LA del título es una de esas palabras que no sale en el diccionario pero que marca corriente de pensamiento social y puede acabar siendo uno de los factores de la próxima revolución, contra la propia democracia, esta vez.

En el vecino Estado francés han quedado nítidas un par de cosas. En primer lugar, que elevar la edad de jubilación contra el criterio mayoritario de la calle es legal en democracia. En segundo, que si la legalidad no es sinónimo de consenso la democracia está tensionada. Ya no es solo el problema de que la minoría perdedora en un proceso electoral haga lo posible por desprestigiar su resultado –como vemos en los Trump y Bolsonaro que corren por ahí– sino que los ganadores deben evitar el deterioro del modelo de representación.

El Constitucional francés les ha venido a decir a los sindicatos que no es ninguna barbaridad trabajar hasta los 64 años para pagar las pensiones hasta los 80 y a Macron que los atajos por decreto pueden ser legales pero nada sustituye a la legitimidad del proceso parlamentario. Que gane ahí sus batallas y no las sustraiga para no perderlas.

Aquí, donde se ha asumido la necesidad de prolongar la vida laboral hasta los 67 años, resulta extraño ver las protestas del vecino contra la extensión de la suya hasta los 64. Es curioso que nadie niegue la pirámide demográfica pero tampoco quiera asumir en primera persona sus consecuencias.

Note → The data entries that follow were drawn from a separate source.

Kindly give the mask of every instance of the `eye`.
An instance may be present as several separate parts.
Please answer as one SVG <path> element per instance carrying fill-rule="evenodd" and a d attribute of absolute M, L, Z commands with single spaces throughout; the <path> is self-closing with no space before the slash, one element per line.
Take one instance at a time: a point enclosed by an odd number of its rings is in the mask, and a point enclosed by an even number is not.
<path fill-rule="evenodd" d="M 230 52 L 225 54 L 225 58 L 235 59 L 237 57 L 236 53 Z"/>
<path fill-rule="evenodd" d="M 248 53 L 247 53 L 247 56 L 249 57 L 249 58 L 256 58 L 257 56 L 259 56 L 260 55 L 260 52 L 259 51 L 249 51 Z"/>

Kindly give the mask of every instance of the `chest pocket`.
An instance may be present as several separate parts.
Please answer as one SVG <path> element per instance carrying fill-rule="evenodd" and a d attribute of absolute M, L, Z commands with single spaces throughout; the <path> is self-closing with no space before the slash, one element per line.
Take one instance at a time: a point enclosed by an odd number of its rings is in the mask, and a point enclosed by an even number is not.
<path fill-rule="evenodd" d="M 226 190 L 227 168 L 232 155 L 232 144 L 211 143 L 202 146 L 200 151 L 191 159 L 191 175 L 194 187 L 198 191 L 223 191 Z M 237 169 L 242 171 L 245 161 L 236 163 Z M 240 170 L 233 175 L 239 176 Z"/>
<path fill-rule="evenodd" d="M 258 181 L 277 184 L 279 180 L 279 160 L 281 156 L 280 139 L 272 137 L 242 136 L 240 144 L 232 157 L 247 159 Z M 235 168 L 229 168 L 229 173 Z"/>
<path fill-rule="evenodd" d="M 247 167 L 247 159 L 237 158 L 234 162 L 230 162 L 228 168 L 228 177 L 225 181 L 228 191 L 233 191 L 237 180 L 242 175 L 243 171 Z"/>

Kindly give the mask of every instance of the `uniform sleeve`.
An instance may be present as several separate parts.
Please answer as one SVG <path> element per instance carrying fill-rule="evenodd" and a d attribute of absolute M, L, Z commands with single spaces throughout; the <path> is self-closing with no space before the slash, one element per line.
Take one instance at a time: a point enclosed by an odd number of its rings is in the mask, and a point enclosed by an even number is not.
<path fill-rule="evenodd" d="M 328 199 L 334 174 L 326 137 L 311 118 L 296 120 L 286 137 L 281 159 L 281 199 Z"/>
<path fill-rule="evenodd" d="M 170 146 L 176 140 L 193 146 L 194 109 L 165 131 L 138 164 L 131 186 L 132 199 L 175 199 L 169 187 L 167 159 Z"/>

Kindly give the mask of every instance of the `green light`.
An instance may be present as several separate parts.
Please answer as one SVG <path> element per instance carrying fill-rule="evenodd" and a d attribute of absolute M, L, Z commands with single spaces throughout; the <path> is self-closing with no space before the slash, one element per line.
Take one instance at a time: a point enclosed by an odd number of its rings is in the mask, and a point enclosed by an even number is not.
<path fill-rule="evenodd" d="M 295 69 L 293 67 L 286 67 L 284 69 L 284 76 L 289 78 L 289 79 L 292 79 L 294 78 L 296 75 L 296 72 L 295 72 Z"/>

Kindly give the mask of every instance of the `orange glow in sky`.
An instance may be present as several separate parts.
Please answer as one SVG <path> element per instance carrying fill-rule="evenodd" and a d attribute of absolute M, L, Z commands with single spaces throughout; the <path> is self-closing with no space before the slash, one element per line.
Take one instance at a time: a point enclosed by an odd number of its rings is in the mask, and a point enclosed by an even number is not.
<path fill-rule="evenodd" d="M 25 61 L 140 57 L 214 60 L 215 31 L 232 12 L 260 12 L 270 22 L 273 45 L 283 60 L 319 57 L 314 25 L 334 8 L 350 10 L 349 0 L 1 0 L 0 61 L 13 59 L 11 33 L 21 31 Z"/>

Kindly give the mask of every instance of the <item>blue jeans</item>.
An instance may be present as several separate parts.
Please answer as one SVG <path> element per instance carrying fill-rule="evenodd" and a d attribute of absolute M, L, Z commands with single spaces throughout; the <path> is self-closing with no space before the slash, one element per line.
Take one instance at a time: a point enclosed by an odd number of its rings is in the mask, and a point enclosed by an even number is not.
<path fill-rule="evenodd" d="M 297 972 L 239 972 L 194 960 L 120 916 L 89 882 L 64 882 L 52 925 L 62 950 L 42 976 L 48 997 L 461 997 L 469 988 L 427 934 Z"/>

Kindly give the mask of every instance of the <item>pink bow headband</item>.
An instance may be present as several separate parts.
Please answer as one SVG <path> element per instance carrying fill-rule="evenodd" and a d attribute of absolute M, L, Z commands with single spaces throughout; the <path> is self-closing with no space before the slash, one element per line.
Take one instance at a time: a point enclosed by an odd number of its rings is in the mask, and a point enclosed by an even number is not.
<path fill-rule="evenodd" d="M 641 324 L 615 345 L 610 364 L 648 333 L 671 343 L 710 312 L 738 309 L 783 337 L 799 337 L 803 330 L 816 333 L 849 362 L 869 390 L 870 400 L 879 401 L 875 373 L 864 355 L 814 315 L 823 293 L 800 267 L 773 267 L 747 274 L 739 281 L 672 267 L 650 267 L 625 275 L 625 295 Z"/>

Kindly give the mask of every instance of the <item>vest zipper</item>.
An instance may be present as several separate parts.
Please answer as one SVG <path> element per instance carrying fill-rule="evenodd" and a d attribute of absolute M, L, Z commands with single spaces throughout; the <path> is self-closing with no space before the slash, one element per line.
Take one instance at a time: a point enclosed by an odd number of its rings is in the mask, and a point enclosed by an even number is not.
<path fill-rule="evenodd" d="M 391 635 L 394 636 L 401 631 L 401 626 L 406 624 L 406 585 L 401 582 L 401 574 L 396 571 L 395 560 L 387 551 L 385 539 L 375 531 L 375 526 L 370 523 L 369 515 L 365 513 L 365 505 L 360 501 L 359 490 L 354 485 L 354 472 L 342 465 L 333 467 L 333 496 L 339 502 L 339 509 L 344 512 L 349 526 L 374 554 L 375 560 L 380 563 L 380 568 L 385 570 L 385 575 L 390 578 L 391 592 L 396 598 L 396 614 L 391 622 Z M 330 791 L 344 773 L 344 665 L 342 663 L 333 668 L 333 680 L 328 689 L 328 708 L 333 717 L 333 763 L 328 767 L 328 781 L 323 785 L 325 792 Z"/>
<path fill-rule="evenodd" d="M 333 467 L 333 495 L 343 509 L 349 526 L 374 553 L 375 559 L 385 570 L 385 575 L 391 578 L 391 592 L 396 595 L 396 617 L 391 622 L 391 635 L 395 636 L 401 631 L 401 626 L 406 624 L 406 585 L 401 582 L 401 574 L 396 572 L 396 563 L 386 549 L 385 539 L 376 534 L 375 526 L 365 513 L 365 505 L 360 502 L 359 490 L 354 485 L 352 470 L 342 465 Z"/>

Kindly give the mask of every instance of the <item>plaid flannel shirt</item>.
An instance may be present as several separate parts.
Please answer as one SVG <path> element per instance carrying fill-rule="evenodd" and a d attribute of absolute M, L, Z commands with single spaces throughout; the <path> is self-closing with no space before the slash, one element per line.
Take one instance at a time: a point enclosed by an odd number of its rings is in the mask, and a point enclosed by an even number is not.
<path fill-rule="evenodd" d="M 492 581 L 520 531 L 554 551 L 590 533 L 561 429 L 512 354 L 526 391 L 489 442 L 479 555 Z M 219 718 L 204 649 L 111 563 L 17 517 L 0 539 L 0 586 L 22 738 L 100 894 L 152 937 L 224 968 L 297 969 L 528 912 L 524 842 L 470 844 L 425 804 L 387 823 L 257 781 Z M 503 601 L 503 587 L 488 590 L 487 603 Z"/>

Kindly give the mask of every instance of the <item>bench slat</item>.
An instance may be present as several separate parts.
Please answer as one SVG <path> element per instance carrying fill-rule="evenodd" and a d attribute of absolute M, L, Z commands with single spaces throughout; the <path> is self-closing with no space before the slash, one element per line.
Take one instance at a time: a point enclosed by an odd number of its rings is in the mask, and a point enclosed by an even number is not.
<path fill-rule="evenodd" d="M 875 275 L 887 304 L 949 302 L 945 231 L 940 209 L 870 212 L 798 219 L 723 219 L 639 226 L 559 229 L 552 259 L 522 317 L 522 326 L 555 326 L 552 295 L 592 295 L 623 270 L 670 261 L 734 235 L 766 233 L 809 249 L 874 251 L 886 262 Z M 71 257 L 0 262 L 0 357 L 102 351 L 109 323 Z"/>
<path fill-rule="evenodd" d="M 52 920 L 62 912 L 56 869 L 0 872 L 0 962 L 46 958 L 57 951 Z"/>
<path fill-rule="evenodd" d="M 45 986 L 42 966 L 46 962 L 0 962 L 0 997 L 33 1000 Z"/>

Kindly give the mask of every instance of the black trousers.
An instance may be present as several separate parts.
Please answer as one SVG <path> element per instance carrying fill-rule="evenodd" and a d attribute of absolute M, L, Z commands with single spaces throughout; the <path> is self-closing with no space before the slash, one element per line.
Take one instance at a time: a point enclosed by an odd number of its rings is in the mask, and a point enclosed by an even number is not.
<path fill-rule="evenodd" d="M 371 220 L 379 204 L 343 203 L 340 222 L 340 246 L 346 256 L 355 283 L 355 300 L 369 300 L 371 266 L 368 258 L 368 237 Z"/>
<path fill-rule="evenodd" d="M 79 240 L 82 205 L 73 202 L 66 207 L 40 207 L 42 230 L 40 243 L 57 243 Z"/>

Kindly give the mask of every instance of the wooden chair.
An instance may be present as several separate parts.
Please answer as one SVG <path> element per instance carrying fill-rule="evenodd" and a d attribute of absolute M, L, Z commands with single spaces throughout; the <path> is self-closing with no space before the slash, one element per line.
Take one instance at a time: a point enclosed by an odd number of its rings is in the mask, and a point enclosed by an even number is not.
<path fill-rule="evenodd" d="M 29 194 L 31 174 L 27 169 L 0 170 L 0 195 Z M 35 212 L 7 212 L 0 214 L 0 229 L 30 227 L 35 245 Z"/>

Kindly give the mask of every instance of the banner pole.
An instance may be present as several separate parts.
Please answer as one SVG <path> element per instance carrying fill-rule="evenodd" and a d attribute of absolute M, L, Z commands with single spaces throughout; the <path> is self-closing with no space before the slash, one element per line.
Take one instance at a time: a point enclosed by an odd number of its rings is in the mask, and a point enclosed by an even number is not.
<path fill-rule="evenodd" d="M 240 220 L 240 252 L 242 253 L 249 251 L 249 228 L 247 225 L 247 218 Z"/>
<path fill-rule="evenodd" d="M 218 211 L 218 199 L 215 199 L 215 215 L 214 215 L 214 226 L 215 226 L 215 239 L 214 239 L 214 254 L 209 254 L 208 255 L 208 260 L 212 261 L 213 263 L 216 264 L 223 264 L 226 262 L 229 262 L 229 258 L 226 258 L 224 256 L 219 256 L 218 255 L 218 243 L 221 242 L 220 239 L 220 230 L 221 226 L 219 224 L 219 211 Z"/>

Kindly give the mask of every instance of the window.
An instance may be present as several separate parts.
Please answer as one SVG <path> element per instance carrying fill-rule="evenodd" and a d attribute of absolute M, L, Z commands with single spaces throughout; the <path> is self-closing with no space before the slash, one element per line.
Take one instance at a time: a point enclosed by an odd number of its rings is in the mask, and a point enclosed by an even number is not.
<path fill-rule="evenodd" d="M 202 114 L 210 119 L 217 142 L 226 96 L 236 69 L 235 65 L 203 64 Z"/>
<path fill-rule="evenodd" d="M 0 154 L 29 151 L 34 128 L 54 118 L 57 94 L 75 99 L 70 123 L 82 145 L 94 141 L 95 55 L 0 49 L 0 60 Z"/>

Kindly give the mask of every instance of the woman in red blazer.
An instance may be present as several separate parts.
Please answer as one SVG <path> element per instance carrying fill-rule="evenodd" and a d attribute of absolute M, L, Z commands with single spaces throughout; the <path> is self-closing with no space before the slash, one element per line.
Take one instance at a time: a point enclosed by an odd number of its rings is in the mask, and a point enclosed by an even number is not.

Y, en democracia, las protestas contra el sistema son contra nosotros mismos.

El pensionismo se articula por aquí en torno a la cuantía de la pensión y no tanto de la edad de jubilación. La solidaridad intergeneracional se mide, por tanto, en dinero para la generación A y no en la prolongación de la vida laboral de las generaciones X, Y, Z y las que vengan. La pensión es un triunfo de la sociedad del bienestar y el bienestar, como la caridad, empieza por uno mismo.